Os selos emitidos por cada uma das regiões aplicam-se a vinhos com denominação IGP (Indicação Geográfica Protegida) ou DOP (Denominação de Origem Protegida). Ambas as denominações garantem ao consumidor que o vinho que estão a consumir é feito a partir de uvas que foram produzidas na respetiva região. Ou seja, é uma forma eficaz de informar o consumidor da proveniência e qualidade da matéria-prima do vinho que está a consumir.
Que países concorrem diretamente com Portugal nesta fileira?

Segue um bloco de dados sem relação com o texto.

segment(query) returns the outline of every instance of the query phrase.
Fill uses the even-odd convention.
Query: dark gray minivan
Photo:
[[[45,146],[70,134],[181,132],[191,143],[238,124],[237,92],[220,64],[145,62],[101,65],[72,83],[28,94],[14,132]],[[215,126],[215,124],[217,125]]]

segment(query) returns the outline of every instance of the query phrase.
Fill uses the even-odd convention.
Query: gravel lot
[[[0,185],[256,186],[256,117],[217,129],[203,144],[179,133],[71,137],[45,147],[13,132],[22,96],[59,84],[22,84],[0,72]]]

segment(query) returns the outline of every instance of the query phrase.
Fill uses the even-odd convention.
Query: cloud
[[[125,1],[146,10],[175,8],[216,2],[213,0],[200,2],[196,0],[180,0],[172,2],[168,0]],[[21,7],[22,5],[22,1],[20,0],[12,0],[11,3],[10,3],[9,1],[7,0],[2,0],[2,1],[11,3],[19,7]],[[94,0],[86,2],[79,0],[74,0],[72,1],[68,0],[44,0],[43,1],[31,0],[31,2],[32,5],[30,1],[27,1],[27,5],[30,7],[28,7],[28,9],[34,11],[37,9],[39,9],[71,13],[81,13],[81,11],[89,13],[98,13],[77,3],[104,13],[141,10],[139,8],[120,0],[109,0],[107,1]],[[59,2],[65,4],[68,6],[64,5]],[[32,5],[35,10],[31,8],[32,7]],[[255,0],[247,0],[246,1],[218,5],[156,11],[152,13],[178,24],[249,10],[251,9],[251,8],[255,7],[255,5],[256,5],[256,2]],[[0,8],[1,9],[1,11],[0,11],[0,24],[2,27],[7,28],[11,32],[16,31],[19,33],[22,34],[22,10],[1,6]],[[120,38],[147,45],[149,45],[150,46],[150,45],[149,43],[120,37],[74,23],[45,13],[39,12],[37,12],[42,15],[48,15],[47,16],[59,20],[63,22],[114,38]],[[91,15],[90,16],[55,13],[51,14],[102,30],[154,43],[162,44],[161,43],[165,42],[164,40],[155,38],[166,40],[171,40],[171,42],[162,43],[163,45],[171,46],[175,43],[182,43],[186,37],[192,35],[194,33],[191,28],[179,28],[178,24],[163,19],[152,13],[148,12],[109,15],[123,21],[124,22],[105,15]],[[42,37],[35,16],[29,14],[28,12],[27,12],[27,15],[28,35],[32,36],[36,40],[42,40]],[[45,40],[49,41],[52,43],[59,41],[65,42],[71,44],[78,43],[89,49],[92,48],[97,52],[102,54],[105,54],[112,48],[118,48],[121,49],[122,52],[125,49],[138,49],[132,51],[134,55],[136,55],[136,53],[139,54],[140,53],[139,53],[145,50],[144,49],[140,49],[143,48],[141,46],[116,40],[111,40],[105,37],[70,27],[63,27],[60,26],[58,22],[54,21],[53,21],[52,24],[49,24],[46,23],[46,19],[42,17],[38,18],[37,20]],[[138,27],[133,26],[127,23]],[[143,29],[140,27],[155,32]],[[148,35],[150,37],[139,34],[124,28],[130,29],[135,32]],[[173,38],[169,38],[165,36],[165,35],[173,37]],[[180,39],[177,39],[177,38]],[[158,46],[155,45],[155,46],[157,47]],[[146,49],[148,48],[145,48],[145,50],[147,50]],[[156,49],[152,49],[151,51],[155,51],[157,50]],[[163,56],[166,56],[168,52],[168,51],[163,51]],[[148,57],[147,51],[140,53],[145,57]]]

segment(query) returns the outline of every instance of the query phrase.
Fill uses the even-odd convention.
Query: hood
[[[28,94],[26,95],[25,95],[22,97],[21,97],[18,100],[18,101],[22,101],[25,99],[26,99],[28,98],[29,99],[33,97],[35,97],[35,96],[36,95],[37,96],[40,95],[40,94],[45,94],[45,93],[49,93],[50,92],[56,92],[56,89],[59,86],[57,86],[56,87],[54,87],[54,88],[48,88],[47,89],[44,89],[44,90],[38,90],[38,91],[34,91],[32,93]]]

Neste momento produz-se vinho (com melhor ou menor qualidade) em praticamente todo o mundo, os mais recentes países a entrar para os produtores vitivinícolas foram a China e a Rússia, no entanto os nossos competidores diretos são os países com maior tradição vitivinícola, como a França, Espanha, Itália.
Nos brancos temos também uma forte presença da Alemanha e da Áustria. Depois temos o Novo Mundo, que utilizam castas nativas maioritariamente de França, como a Argentina, Chile, E.U.A, Nova Zelândia, Austrália, África do Sul, com uma cultura vitivinícola muito recente, vinhos tecnologicamente muito bem feitos, mas com alguma falta de tipicidade.
É neste campo da tipicidade que Portugal tem a vantagem e a deve explorar. Obviamente que esta é a minha opinião, mas tendo em conta que não conseguimos competir pelo preço, porque somos um país pequeno e com baixa produtividade, temos que nos diferenciar pelas questões que já invoquei previamente: apostar na diferenciação dos nossos vinhos pela utilização das castas autóctones e na produção de vinhos de elevada qualidade.
Que razões aponta para esta mais ou menos súbita moda do vinho? Há feiras especializadas, revistas, programas de televisão, etc.
O vinho, apesar de possuir na sua composição moléculas que melhoram a saúde cardiovascular (os polifenóis), não é um alimento essencial à vida, é um alimento que nos dá prazer e que fomenta o convívio, o bem estar pessoal, aumentado a felicidade, essa sim é essencial à vida. Creio que seja esta a principal razão para a chamada moda do vinho, que espero eu se prolongue por muitas décadas.